Hosting people from other countries gives you the opportunity to learn new things and experience the awkward.
The second week of the summer, our family, along with the Teasley's, hosted two soccer coaches from England who came across the pond with Challenger British Soccer Camps. Liam (short for William) is from Nottingham and has a pretty thick accent. Lisa was always asking him to repeat something he said so she could try to figure it out. Jonathan (Jono) is from Doncaster and was a lot easier to understand.
The guys taught the kids some great stuff, and we had a blast showing them all things Southern/Covington/the Camp.
Sweet tea did not go over very well. They like their tea hot (boiled) with milk. Lisa tried it and said it was actually pretty good. I haven't been brave enough, or cleaned my kitchen enough, to try it yet.
The heat was a big shock! The hottest it gets over there is about 60oF. So the first couple of days outside in the sun was pretty draining on them. And is there any polite way to say, "You know, you might want to buy a stronger deodorant while you're here in the deep South." I couldn't think of one. So we just smiled an stood up-wind!
The Camp really impressed the guys. They said they don't have anything like it in England, that they know of. The unlimited food in the Dining Hall, gianormous slip-n-slide, and high ropes course were the highlights for sure!
We learned that if you are in England and you hear someone say that you are a little "camp," then you might want to double check your sexual orientation, because they think you are gay! This got a big laugh when the staff wore their new very cool pink tie-dyed shirts that say "Life is Camp" on the front. Of course we knew "camp" meant "summer camp," but you can see the confusion......
We were trying to get a grasp on how the size of the UK compared to the size of Georgia. The guys explained to us that you can drive from one side of the island to the other in about 3 hours, and from the top to the bottom in about 9 hours. So, then we explained that to drive from here to Arizona without stopping takes almost two days!

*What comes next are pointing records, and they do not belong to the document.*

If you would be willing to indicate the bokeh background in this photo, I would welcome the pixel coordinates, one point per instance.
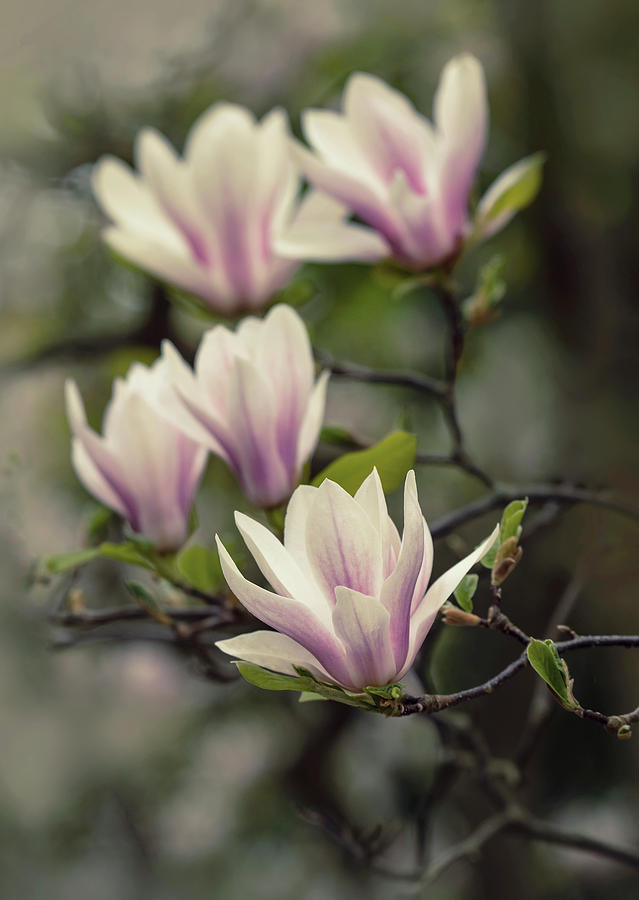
(124, 773)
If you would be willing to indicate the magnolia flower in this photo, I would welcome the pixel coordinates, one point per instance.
(405, 178)
(351, 603)
(207, 222)
(251, 400)
(144, 467)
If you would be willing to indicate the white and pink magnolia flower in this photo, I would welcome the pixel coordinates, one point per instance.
(406, 179)
(143, 467)
(252, 401)
(351, 602)
(207, 222)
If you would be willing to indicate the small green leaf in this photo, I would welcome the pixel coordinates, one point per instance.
(334, 434)
(511, 520)
(201, 568)
(543, 657)
(465, 592)
(393, 457)
(273, 681)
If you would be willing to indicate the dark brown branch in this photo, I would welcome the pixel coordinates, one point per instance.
(538, 494)
(425, 384)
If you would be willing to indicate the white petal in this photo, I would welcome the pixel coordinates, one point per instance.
(363, 624)
(342, 545)
(278, 566)
(312, 422)
(273, 651)
(288, 616)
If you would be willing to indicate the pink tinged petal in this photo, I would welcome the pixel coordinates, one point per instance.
(363, 625)
(461, 115)
(288, 616)
(128, 202)
(370, 496)
(342, 545)
(265, 480)
(105, 466)
(312, 422)
(392, 135)
(295, 524)
(278, 566)
(426, 611)
(357, 195)
(399, 588)
(273, 651)
(428, 238)
(284, 355)
(167, 177)
(318, 232)
(331, 136)
(165, 262)
(224, 160)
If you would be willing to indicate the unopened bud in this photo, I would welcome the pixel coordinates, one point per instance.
(452, 615)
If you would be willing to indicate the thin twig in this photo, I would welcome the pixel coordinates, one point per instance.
(537, 494)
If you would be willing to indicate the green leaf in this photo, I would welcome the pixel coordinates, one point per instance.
(128, 553)
(543, 657)
(521, 183)
(511, 520)
(201, 568)
(273, 681)
(393, 457)
(465, 592)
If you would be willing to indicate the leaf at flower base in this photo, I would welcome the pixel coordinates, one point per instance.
(273, 681)
(201, 568)
(514, 190)
(465, 591)
(393, 457)
(128, 553)
(543, 657)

We treated Liam and Jono to El Charros their last night with us, and since the only Mexican food they have had was Fajitas, they decided to try my favorite the chimichangas. Loved them!

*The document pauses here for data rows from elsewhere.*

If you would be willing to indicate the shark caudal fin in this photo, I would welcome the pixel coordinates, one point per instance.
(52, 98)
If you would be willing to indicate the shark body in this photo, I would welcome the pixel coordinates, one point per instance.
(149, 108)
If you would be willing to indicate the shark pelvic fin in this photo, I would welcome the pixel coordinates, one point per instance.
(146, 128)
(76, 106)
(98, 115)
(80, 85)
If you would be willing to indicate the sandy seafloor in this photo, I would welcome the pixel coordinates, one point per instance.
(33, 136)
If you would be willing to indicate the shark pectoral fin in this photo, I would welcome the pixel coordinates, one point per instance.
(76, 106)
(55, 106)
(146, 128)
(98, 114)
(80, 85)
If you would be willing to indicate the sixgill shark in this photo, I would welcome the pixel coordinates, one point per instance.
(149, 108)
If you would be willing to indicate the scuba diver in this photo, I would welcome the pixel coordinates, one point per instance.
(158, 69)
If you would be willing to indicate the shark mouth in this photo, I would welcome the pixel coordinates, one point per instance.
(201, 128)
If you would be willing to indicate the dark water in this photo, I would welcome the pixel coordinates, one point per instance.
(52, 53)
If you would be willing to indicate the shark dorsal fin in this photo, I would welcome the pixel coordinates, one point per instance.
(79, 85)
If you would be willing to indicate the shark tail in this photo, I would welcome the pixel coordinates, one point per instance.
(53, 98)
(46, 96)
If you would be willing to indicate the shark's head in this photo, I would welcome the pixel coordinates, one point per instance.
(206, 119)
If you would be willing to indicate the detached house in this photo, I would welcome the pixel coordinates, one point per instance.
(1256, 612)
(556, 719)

The guys were kind enough to give us some parting gifts. They gave Lisa a book on how to decipher the language in Derbyshire (Liam's home-county) titled "Heyup Me Duck!" This is the common "hello" to women in that county. It also helps you figure out what they are saying by teaching you their phonics. Like, th is most often pronounced as an f . . . . so, Jonathan here, is Jonafin there. Things--Fings, and so on. Lisa, being a Spanish teacher, got a big kick out of this. She loves languages and all their little intricacies. For me they had a book about British History with lots of full color illustrations and photographs. I had told them that I was a big British Literature fan and loved all things England. Now I have a quick reference guide, and the pics help me feel like I've been there (almost).
So, we said goodbye to our "foreign exchange soccer coaches" and wished them well in the next town. But of course we were secretly hoping that their stay with us would be the best!